Am Tag seiner Ermordung war er auf der Kunstausstellung, um auf kultureller Ebene zwischen beiden Staaten zu vermitteln. Auch ich war zu der Veranstaltung eingeladen. Aber weil sich ein anderes Meeting in die Länge zog, habe ich den Besuch in der Ausstellung verpasst.
Welche Rolle spielte Karlow während der Zeit, als die türkisch-russischen Beziehungen auf Eis lagen?
Während der Krise nach dem Abschuss des russischen Bombers vom Typ Su-24 durch die türkische Luftwaffe im türkisch-syrischen Grenzgebiet 2015 leitete Karlow schnell wieder Gespräche ein, um die Beziehungen zu normalisieren. Der türkischen Regierung gab er zahlreiche Tipps und Hinweise hinsichtlich der Gedanken, die sich Moskau machte.
Ich möchte erwähnen, dass rund eine Woche lang bekannt war, dass die Veranstaltung stattfindet. Der Täter konnte sich also gut vorbereiten. Er ist durch die Sicherheitsabsperrung als Polizist getarnt hineingekommen.
Das Timing des Attentats auf den russischen Botschafter Andrej Karlow, also während die türkisch-russischen Beziehungen nach langer Zeit wieder ihren Höhepunkt erleben, zeigt, dass es eine geplante Aktion war. Im Grunde ist dieser Anschlag nicht nur gegen Russland gerichtet, sondern beinhaltet auch eine Botschaft an die Türkei.
Die Biographie des Attentäters ist in diesem Zusammenhang auffällig. Als Polizist hat er eine starke Bindung an den Staat. Er erreichte sein Ziel, indem er die Nachricht übermittelte, dass Terrororganisationen wie der „Islamische Staat“, die messianische Gülen-Bewegung aber auch die PKK immer noch und trotz massiver Bekämpfung seitens der Türkei stark sind und operieren können.
Der Hinweis des Täters auf Aleppo und Syrien könnte dabei Verwirrung stiften. Seine Wortwahl, nachdem er den Botschafter erschoss, zeigt deutlich, dass er Schwierigkeiten hatte, seine islamistische Botschaft auf Arabisch rüberzubringen. Seine Botschaft war fehlerhaft und erinnert stark an eine Maskerade. Der religiöse Spruch war falsch.
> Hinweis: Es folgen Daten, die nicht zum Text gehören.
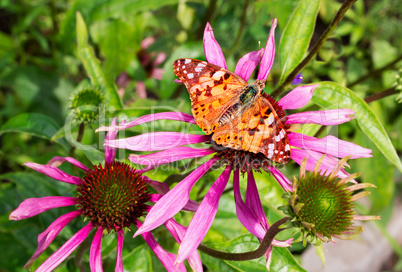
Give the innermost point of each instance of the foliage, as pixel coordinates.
(49, 49)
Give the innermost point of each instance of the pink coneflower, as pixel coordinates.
(172, 147)
(111, 197)
(149, 62)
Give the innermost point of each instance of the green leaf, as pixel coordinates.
(119, 43)
(297, 34)
(124, 8)
(282, 259)
(333, 95)
(33, 123)
(92, 65)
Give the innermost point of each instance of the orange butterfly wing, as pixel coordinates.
(213, 91)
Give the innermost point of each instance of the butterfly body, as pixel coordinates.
(235, 112)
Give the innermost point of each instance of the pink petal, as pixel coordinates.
(110, 152)
(47, 237)
(167, 259)
(57, 161)
(212, 49)
(269, 54)
(160, 187)
(119, 252)
(170, 155)
(171, 203)
(157, 141)
(246, 216)
(53, 172)
(178, 231)
(327, 117)
(327, 165)
(65, 250)
(253, 200)
(95, 256)
(34, 206)
(281, 178)
(246, 65)
(177, 116)
(203, 218)
(297, 98)
(329, 145)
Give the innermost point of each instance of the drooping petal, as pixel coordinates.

Der Täter Altintas versuchte vergeblich, eine Strophe aus einem al-Qaida-Ilahi (zu Deutsch: Lied) aufzusagen. Es kann wie folgt übersetzt werden. „Wir sind diejenigen, die dem Ruf zum Dschihad dienen“. Sein Arabisch war schwierig zu verstehen. Es sah so aus, als ob er seine Kernnachricht nur mühsam und flüchtig auswendig gelernt hatte. Des Weiteren heißt es. „Wir suchen nur den Märtyrertod und unsere Verfassung ist der Koran, die Quelle unseres Stolzes.“
Vor diesem Angriff gab es am 17. Dezember in Tschetschenien bei Grozny einen Anschlag der Terrormiliz „Islamischer Staat“, die neben der in USA ansässigen Gülen-Bewegung auch zum Konglomerat des Terrors gehört. Bei diesem mussten die Terroristen von russischen Sicherheitskräften ebenfalls getötet werden. Nur kurz davor gab der tschetschenische Präsident Ramsan Kadirow bekannt, seine Republik wäre das sicherste Land der Welt. Falsch, die Terroristen setzten ein Zeichen: Tschetschenien und Russland sind nicht sicher, drückten sie aus, so wie es die Türkei während des vom Westen und der Gülen-Bewegung gestartetem Putschversuch erleben musste.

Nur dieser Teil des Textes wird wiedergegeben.